Depuis les années 1990, au moment où l’art interdisciplinaire empiétait si radicalement sur toutes les autres disciplines, Geneviève et Matthieu ont élaboré leur approche non conformiste de l’ambidextrie artistique. C’est l’intégration, dans leur pratique, non seulement de formes artistiques mais aussi de gens qui la rend si pertinente et, bien qu’il ne soit pas toujours évident de faire la différence entre l’art et la vie, c’est peut-être ça, justement, qui est important. À la tête du centre d’artistes autogéré L'Écart lieu d'art actuel à Rouyn-Noranda depuis les dix dernières années, ils ont récemment acquis et rénové un édifice de plus de 20 000 pied carrés qui abrite maintenant le centre, d’autres organismes culturels et sept ateliers d’artistes professionnels, dans une région dont la communauté artistique est en pleine croissance. Geneviève et Matthieu vivent dans un ancien presbytère de l’autre côté de la rue, relié à une église maintenant converti en salle de spectacles. Par ailleurs, L'Écart n’a pas comme toile de fond une belle forêt boréale, mais une imposante mine de cuivre située à quelques coins de rue à peine, qui donne parfois l’impression que le centre et la mine ne constituent qu’un seul et même bâtiment, colossal et grotesque. 

Ce que Geneviève et Matthieu ne réalisent peut-être pas, c’est que leurs rêves sur La Jamésie se sont en grande partie concrétisés, dans leurs vies, à leur centre d’artistes autogéré et dans leurs communautés. Je peux témoigner, en tant qu’ami «jamésien» de longue date, du fait que, pour Geneviève et Matthieu, la culture, la communauté et la vie sont synonymes. Ils vivent cette vie artistique authentique que personne n’a choisie à leur place. Dans ce projet, La Jamésiepourrait bien être la doublure symbolique de Rouyn-Noranda ou, plus précisément de L'Écart, un foyer artistique au beau milieu de cette vaste étendue abitibienne, à la frontière d’un nouveau territoire qu’ils ont entrepris d’explorer. Il ne s’agit pas tant d’aspirer à un monde meilleur que d’aspirer à un meilleur monde de l’art.

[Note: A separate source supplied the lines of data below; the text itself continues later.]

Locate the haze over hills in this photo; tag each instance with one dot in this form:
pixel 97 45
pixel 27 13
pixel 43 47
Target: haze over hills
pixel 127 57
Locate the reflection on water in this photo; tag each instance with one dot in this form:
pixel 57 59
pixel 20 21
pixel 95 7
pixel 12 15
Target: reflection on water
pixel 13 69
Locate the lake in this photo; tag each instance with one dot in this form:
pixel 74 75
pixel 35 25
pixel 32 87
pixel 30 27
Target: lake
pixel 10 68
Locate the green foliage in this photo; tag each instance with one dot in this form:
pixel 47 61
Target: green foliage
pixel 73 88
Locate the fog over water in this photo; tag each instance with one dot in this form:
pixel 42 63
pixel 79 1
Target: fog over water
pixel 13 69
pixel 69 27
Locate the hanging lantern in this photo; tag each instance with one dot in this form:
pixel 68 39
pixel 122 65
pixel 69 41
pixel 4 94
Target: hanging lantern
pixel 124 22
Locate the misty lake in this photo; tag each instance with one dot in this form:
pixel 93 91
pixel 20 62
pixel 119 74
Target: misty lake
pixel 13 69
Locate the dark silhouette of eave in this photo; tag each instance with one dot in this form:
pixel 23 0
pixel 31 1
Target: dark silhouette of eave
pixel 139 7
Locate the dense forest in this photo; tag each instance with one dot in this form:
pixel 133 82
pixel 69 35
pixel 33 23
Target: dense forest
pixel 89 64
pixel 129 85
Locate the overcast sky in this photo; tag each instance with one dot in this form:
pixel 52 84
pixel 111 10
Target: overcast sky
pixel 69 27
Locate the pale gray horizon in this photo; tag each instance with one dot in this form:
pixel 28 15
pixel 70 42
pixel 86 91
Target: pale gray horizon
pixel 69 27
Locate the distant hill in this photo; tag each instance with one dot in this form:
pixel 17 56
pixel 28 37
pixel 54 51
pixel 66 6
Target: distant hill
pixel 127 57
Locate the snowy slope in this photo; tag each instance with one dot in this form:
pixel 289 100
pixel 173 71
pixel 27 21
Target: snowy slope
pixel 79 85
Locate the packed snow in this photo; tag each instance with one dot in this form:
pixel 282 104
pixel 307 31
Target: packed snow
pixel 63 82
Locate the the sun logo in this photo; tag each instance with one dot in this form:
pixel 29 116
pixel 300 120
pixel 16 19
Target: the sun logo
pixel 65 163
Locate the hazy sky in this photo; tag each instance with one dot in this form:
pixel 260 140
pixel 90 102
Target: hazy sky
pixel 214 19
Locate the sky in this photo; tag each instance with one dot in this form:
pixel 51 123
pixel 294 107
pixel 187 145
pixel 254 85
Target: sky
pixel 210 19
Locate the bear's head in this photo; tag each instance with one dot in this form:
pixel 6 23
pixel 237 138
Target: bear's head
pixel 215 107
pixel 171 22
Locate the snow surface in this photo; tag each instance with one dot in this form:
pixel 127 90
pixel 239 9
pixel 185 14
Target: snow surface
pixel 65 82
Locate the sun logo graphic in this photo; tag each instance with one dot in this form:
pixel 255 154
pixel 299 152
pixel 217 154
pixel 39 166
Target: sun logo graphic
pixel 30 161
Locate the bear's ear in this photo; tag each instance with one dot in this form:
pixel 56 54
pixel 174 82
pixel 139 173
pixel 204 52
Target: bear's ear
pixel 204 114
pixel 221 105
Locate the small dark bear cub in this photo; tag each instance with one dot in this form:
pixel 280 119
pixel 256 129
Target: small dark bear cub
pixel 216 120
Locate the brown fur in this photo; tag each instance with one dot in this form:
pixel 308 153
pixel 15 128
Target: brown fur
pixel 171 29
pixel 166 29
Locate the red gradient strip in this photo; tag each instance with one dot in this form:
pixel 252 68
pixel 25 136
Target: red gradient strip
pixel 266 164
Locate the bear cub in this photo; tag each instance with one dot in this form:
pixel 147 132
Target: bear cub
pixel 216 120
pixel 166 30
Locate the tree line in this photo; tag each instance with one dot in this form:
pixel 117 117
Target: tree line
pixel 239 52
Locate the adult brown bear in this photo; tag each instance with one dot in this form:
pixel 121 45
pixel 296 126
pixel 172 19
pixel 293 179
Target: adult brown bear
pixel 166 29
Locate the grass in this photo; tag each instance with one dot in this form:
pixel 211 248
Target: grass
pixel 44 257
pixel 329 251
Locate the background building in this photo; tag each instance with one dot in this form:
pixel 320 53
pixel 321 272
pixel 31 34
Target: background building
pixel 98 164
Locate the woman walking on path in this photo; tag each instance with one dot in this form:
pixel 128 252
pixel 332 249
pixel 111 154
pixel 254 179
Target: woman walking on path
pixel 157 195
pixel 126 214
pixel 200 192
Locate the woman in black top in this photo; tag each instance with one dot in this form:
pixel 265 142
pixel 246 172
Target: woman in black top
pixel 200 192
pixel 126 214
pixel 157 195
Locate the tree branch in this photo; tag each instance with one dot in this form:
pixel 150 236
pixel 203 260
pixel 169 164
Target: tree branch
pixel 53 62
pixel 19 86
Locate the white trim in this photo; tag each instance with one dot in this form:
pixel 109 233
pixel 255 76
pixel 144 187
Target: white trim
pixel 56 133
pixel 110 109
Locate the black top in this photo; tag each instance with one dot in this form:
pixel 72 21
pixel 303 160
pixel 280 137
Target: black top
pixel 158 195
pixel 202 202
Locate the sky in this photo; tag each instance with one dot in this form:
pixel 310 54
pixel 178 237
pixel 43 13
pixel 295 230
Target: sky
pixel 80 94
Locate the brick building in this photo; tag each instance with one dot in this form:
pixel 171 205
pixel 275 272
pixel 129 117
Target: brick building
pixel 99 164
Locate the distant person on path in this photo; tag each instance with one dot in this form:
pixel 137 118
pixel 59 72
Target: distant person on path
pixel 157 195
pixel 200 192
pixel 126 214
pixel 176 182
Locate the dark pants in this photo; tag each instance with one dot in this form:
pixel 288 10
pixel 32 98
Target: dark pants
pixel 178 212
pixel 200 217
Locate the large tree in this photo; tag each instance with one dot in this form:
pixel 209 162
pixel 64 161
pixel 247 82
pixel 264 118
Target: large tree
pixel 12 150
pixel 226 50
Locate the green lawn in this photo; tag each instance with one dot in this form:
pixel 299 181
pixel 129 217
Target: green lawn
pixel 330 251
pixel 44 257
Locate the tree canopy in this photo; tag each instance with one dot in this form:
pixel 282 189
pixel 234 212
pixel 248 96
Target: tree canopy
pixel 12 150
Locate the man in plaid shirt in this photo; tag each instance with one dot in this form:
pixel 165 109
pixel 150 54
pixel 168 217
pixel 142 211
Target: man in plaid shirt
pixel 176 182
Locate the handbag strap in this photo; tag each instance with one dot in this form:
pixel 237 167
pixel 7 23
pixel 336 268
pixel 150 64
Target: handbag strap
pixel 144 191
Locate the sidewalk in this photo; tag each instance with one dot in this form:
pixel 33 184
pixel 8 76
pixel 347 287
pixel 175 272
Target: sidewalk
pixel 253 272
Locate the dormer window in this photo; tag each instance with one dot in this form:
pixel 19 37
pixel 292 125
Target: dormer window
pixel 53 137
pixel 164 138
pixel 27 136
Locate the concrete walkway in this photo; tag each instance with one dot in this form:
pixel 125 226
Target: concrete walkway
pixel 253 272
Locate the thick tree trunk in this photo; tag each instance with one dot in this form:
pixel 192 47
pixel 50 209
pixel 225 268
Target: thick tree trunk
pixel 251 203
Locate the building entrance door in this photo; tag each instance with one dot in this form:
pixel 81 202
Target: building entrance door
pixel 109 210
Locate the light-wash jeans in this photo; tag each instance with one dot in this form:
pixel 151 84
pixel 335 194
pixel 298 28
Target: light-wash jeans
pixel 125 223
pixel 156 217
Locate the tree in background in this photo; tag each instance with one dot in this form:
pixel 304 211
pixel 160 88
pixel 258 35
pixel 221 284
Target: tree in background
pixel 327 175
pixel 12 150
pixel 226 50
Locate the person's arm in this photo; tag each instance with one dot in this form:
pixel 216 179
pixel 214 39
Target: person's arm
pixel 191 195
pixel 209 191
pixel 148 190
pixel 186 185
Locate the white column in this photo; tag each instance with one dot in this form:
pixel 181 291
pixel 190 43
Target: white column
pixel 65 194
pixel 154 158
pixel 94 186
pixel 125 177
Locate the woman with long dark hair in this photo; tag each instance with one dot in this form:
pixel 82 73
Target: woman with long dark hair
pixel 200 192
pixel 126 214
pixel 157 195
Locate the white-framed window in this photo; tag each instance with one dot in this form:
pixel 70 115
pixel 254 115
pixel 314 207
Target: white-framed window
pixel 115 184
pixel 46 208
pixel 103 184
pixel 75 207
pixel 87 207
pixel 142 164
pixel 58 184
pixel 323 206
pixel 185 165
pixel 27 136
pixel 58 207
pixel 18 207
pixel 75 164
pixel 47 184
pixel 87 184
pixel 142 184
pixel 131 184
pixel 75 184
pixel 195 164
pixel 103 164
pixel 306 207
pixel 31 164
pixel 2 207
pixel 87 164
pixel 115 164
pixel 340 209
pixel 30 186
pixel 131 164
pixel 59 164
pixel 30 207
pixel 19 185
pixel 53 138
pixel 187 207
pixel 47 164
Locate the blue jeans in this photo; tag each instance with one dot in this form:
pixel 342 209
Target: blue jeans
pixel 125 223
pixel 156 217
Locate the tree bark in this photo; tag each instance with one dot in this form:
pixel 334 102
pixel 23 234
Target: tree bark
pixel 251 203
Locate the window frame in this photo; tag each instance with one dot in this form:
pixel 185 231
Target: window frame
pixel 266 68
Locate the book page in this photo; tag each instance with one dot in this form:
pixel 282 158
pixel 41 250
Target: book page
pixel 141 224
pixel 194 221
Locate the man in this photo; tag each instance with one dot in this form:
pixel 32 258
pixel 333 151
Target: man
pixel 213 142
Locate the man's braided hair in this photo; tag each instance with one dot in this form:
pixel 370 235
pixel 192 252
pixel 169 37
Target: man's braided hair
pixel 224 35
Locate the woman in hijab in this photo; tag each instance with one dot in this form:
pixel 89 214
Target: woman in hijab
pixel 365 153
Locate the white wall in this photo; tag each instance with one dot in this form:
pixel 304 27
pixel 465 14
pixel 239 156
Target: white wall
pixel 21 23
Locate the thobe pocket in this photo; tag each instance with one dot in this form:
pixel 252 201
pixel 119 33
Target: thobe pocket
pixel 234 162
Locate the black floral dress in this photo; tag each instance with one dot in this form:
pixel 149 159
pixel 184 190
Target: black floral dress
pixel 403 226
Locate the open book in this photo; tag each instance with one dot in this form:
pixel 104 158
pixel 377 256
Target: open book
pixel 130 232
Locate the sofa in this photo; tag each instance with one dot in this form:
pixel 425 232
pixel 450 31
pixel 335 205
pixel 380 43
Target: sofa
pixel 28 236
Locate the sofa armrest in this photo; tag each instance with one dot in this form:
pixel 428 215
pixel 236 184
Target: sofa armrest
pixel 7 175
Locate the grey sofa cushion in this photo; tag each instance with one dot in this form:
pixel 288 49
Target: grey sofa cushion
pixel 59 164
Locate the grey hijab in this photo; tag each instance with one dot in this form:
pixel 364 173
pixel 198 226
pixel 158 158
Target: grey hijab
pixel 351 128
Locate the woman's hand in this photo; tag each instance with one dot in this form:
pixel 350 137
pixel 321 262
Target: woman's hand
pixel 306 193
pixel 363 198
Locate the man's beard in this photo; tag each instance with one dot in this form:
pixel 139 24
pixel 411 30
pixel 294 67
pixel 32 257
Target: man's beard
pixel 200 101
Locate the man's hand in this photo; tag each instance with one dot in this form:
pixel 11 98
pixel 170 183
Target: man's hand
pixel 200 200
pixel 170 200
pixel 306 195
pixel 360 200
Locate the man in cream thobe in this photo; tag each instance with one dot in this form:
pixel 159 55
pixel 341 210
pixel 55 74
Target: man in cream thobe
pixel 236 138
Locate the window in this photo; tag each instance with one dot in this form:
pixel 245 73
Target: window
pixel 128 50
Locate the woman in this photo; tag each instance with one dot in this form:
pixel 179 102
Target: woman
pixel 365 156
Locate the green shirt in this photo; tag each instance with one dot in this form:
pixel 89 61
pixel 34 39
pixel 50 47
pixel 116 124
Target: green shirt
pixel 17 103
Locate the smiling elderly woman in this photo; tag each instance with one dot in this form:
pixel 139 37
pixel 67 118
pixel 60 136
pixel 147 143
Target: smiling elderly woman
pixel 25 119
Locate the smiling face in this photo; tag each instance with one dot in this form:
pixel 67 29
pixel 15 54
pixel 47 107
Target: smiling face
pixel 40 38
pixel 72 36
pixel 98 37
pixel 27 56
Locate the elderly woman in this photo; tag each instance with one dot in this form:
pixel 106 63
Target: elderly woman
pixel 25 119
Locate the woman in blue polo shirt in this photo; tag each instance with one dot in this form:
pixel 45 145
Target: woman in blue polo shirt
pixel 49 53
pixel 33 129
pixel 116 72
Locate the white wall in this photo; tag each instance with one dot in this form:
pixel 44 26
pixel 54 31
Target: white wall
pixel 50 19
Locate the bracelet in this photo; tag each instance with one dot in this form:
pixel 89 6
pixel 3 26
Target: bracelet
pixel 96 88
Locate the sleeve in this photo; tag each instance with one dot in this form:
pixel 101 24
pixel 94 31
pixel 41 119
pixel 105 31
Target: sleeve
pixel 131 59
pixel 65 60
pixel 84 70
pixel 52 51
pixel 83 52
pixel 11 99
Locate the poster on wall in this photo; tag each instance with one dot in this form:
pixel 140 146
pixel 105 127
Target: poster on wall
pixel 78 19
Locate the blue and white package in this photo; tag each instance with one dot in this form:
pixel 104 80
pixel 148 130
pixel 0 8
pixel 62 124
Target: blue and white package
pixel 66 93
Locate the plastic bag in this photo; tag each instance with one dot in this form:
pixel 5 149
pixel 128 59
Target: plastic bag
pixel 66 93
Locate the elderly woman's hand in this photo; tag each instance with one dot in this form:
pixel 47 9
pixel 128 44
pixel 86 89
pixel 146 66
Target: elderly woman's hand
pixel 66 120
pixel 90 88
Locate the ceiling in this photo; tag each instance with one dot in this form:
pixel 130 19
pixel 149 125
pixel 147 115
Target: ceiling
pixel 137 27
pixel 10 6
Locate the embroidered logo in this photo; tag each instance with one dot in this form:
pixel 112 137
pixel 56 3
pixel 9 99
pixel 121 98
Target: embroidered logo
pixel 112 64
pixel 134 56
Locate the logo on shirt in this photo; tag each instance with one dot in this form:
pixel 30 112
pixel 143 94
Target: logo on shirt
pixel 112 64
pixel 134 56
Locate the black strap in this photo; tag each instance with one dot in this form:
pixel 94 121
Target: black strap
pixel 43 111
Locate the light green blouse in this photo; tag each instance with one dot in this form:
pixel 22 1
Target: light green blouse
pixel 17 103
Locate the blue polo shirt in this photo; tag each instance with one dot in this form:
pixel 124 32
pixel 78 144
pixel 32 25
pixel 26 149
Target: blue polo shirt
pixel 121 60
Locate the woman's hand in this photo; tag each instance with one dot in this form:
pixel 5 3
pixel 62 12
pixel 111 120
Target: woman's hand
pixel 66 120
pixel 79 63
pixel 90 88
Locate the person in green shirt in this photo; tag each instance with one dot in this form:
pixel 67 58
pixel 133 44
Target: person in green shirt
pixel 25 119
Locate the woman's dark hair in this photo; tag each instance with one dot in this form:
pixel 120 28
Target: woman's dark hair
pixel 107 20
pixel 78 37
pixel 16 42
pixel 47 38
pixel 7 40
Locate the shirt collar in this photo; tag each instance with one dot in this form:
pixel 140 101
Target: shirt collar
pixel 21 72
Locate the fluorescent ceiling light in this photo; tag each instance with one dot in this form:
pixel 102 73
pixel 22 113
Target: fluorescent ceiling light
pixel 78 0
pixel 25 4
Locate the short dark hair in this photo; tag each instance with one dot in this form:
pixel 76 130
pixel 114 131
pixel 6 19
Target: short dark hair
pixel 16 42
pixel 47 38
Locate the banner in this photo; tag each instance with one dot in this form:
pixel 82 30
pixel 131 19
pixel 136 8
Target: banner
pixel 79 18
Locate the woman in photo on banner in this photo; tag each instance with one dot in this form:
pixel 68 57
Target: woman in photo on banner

La vie culturelle dépend énormément des rebelles, des introvertis, des déglingués, des outsiders, des gribouilleurs, des excentriques et des ésotériques, qui contrent l’homogénéisation et l’institutionnalisation qui extirpent si souvent la vie de l’art. Être artiste, à certains égards, c’est un engagement relationnel à long terme, que la pratique de Geneviève et Matthieu évoque avec beaucoup de force. «La Jamésie» a fondamentalement à voir avec le sens de l’art en soi et, pour la durée du présent projet, on peut voyager dans le temps et l’espace, et peut-être même imaginer ce que serait pour nous une vie artistique différente.